El conflicto del CPE tuvo varios puntos destacados. La batalla legal por su aplicación y la oposición de los estudiantes pero por sobre todo el combate de celos, egos y ambiciones políticas entre el primer ministro Dominique de Villepin y el ministro del Interior Nicolas Sarkozy, ambos con ambiciones presidenciales para el 2007. Sarkozy, quien siempre se mantuvo abierto al diálogo con los sindicatos, salió como claro ganador en el conflicto que hundió al país en una profunda crisis sociopolítica.

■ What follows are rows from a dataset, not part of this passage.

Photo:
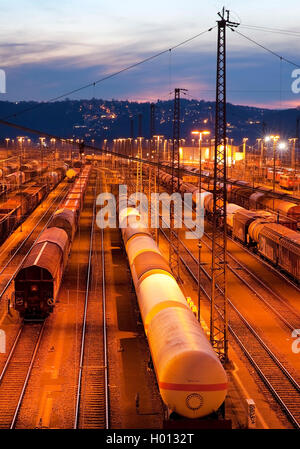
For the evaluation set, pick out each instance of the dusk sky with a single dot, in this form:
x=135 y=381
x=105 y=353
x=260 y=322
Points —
x=51 y=47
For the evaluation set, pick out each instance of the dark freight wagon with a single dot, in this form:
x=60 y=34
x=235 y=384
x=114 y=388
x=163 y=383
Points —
x=38 y=280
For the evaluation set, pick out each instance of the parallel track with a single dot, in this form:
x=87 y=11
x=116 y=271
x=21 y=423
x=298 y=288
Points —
x=282 y=385
x=16 y=372
x=28 y=242
x=92 y=409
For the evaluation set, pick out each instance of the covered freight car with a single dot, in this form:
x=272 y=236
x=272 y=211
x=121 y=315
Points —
x=38 y=280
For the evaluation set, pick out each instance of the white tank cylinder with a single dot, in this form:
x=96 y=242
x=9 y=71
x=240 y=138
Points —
x=157 y=292
x=191 y=379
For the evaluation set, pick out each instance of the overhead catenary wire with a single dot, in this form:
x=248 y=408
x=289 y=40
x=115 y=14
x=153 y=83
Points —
x=271 y=30
x=111 y=75
x=282 y=58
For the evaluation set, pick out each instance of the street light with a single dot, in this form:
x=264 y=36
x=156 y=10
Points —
x=275 y=140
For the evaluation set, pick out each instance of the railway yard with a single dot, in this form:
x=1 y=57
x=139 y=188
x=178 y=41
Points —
x=101 y=334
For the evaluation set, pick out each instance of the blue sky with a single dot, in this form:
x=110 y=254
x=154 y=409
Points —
x=50 y=47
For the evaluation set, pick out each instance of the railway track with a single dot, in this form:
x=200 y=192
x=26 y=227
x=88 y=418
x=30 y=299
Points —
x=273 y=301
x=16 y=372
x=91 y=410
x=277 y=304
x=281 y=384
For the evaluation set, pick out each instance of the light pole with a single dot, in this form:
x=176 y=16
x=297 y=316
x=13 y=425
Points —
x=157 y=184
x=245 y=155
x=199 y=239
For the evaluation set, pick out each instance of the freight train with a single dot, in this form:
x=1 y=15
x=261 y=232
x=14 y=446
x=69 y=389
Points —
x=14 y=210
x=190 y=377
x=241 y=193
x=13 y=175
x=38 y=280
x=272 y=236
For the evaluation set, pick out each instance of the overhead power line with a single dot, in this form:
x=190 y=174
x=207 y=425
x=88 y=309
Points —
x=272 y=30
x=112 y=75
x=282 y=58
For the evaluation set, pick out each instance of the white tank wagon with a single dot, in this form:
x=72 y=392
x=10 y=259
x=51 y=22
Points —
x=191 y=379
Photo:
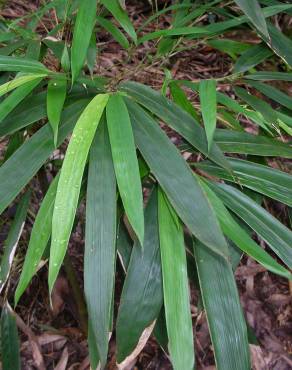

También se desató una guerra semántica entre los que estaban a favor y en contra de la ley: la fina distinción entre suspensión o sustitución y el retiro o anulación del CPE fue otro de los condimentos de la crisis.
Finalmente fue el reemplazo y su definitivo entierro. Pero más allá de los sinónimos, significó una derrota del gobierno y una erosión de 24 puntos en la imagen del premier De Villepin.